Triplex-forming branched obligonucleotides: sythesis and interactions with ribo- and deoxyribo-oligonucleotides

The goal of this thesis project was to design a branched oligodeoxynucleotide (odn) using novel synthetic approaches that can form stable triplex with target single stranded DNA or RNA. This triplex approach may lead toward a potential antisense construct that will target mRNA sequences. The project is based upon the previous observation that when a single 2'-O-modified adenosine is incorporated within a DNA strand and that strand is subsequently used to form either DNA:DNA or DNA:RNA duplex, the aromatic substituent of the modified adenosine lies within the major groove of the duplex. Therefore, logically, the extension of this substituent into an oligonucleotide sequence may result in alignment of the oligonucleotide along the major groove of a target duplex to form a triplex. Therefore, synthesis of 2'-O-(thymidin-5-yl)adenosme ( 16 ) was accomplished. The branched odn was created by incorporating 16 into a purine rich sequence and then extending the thymidine substituent into a pyrimidine rich sequence. This branched odn was designed to allow the purine sequence to form a duplex with a single-stranded pyrimidine target and then to have the pyrimidine branch subsequently form a triplex by aligning within the major groove of the duplex. Previous results in this laboratory and preliminary molecular modeling studies indicated that the methylene linker between the 2'-O- of adenosine (of 16 ) and the C-5 of pyrimidine would be sufficient for introduction of the branch into major groove. Different sequences of branched odns were designed and triplex formation with the targets was evaluated using UV-melting, gel electrophoresis, molecular modeling and CD spectroscopy.

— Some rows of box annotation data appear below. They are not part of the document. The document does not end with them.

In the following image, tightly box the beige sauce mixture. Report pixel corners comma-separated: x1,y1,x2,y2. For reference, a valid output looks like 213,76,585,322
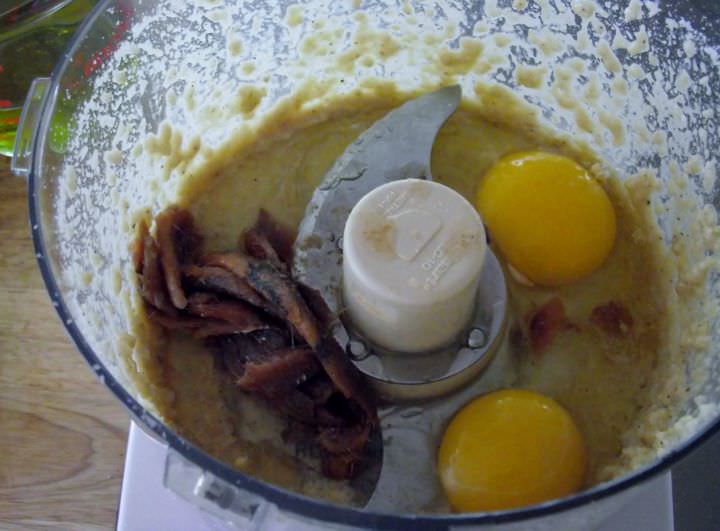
136,91,668,508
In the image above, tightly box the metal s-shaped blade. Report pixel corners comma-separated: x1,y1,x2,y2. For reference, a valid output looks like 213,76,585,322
293,85,461,332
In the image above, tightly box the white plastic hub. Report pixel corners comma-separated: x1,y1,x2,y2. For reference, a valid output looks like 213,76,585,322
343,179,487,353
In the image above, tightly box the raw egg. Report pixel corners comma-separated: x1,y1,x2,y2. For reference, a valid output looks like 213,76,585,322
476,151,616,286
438,389,586,512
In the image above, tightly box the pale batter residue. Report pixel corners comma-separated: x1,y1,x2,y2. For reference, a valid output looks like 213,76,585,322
55,0,720,516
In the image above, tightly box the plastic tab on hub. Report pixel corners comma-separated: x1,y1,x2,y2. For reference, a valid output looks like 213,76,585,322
343,179,487,353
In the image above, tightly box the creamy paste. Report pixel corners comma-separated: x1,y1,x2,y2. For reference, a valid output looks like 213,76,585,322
56,0,720,516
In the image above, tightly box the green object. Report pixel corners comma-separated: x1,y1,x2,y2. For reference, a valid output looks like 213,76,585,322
0,0,96,156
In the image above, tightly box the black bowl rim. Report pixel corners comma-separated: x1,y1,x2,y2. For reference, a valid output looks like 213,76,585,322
28,0,720,530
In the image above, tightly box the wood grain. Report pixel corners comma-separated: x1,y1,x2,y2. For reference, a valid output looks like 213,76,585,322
0,159,129,530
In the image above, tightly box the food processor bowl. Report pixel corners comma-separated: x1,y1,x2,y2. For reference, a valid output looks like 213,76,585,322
13,0,720,529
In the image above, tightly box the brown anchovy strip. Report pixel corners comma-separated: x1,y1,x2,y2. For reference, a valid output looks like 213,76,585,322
131,207,377,479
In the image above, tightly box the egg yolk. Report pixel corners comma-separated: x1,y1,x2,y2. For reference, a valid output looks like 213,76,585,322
438,389,586,512
476,151,616,286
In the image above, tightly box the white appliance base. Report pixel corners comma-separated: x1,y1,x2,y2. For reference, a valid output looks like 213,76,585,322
117,422,674,531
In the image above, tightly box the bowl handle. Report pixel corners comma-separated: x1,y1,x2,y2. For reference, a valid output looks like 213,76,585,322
10,77,50,177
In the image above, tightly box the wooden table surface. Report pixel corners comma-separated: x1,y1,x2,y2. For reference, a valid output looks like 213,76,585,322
0,157,129,530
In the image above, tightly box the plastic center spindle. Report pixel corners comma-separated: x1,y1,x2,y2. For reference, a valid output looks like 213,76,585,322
343,179,487,353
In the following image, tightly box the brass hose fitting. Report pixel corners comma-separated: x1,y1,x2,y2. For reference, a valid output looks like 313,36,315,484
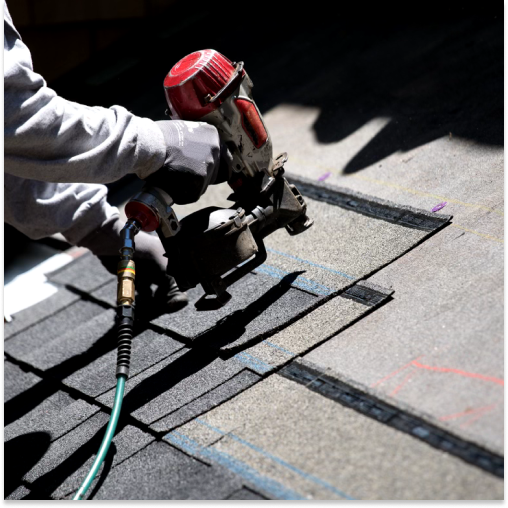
117,259,136,305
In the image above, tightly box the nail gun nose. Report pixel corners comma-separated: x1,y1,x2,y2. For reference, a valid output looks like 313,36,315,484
286,214,314,236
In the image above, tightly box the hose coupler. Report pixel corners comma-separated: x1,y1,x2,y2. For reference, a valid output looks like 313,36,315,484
117,259,136,306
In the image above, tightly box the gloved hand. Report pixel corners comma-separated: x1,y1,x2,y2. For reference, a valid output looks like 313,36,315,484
146,120,231,205
78,215,188,312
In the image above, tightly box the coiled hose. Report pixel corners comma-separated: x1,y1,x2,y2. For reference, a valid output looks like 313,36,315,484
73,219,140,501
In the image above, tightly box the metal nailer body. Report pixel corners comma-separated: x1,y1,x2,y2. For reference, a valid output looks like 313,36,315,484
126,49,313,308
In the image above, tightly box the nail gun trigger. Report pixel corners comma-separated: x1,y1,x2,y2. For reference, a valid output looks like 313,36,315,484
194,291,231,310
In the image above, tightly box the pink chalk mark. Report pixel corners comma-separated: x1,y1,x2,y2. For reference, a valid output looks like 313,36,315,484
432,201,448,212
411,360,504,386
390,370,418,397
318,171,332,182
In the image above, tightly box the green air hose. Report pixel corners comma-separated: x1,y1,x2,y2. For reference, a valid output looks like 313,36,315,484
73,219,140,501
73,374,127,501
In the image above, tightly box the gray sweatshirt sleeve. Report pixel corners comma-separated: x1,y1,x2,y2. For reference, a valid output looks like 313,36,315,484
3,2,166,183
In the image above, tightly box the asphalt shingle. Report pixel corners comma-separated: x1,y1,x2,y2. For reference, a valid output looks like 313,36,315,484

The results showed that the branched odns were effective in forming stable triplexes with DNA and RNA targets. The branched odns provided a three order of magnitude increase in the association rate of the triplex as compared to unmodified triplexes. The stabilization was effective when nucleoside 16 was incorporated at the 5' or 3' terminal of the branched odns. However, when the modified adenosine was introduced internally, the constraint at the branch point resulted in poor stabilization of the complex. The branched odn model explored in this thesis contributed to the understanding of some of the parameters involved in formation of stable triplexes by branched odns with single stranded DNA and RNA targets.